In Los Angeles, there's a large and vibrant Armenian community. They hold a huge march down Hollywood Boulevard every year on April 24th, Armenian Genocide Remembrance Day. It's difficult to miss if you live there, but very easy to miss if you don't. Which brings me back to the importance of this book. If we believe that those who don't learn from history are doomed to repeat it (and I do), then it is essential that the stories of those who survived are told. And that we hear them. Particularly since the Turkish government still actively insists that the genocide never happened. Their version of the truth must be met with the truths told by the Armenians who were there - who witnessed it, who experienced it, who suffered, who saw what happened, and who lived to tell about it.
This book is hard. Genocide is not a pleasant topic. But it's also a story of hope and family and triumph over pure evil. And, most importantly, it's a true story about the Armenian genocide.
2 comments:
I've been intrigued by your book challenge and have been following your posts. I knew this was on your list :) So glad you read it and took the time to blog. I remember the day I showed you Armenia on a map! I did the same with Dawn and countless others. Genocide is a heavy topic and definitely not an easy read, but an important one. The only reason I find myself in Los Angeles today is a direct result of the Armenian genocide. My ancestors were uprooted from lands they lived on for millennia. Most did not survive the death marches. The survivors became refugees and eventually settled in various corners of the world. A sliver of the remaining country became part of the Soviet Union until gaining Independence in 1991. One day I hope to see my ancestral lands again... Thanks for this post!
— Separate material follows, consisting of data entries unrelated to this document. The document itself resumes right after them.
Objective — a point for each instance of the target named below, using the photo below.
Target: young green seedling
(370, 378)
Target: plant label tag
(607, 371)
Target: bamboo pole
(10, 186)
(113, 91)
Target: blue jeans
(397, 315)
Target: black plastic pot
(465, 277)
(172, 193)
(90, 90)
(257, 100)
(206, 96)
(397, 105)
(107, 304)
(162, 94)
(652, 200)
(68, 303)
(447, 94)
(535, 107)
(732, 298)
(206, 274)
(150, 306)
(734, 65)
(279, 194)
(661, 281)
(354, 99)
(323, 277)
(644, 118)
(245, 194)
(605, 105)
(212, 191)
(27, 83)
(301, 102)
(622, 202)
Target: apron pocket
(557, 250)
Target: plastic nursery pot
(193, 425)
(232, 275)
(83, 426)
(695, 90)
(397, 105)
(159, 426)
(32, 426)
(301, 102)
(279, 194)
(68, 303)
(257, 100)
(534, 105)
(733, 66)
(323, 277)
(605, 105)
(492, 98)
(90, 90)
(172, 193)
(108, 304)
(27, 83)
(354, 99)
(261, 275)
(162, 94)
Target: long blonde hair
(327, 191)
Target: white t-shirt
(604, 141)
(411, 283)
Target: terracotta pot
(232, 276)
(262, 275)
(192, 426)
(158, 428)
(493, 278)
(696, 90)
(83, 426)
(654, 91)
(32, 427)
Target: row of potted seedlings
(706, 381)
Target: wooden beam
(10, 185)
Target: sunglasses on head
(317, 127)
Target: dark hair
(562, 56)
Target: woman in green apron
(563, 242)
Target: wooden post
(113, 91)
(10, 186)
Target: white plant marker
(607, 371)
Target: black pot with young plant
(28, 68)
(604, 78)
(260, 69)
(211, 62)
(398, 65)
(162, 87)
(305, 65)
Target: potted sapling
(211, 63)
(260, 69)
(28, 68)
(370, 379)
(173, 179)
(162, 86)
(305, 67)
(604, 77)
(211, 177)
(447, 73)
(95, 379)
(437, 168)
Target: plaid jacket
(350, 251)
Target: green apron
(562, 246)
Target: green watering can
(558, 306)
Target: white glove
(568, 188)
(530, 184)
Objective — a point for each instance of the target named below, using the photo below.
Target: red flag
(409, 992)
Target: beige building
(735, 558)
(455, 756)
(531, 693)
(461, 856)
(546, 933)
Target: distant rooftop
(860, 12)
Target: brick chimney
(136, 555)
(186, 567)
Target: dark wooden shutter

I'm glad you saw this! The other night, Linda asked me how the book was, and I proceeded to tell her about it - and she said, "How can you read that? Isn't it depressing?" Especially since, at the time, I was reading it right before going to bed. And...yes. I mean, of course it was. What happened to the Armenians is terrible. But at the same time, Stepan's hope and the connections with his friends and family were always there as a counterpoint to the horror. For me, explained the closeness of the Armenian community in LA, which I always thought was cool, but never really understood. Now I get it. Of course you all are like one big extended family...because, really, you ARE. When everyone shares a history like that and then the common experience of being uprooted and ending up in the same city, the closeness seems an obvious consequence. Anyway, long way to say that I'm extremely glad I read the book. This literary journey is doing exactly what I hoped it would! (And thank you for the geography lesson!)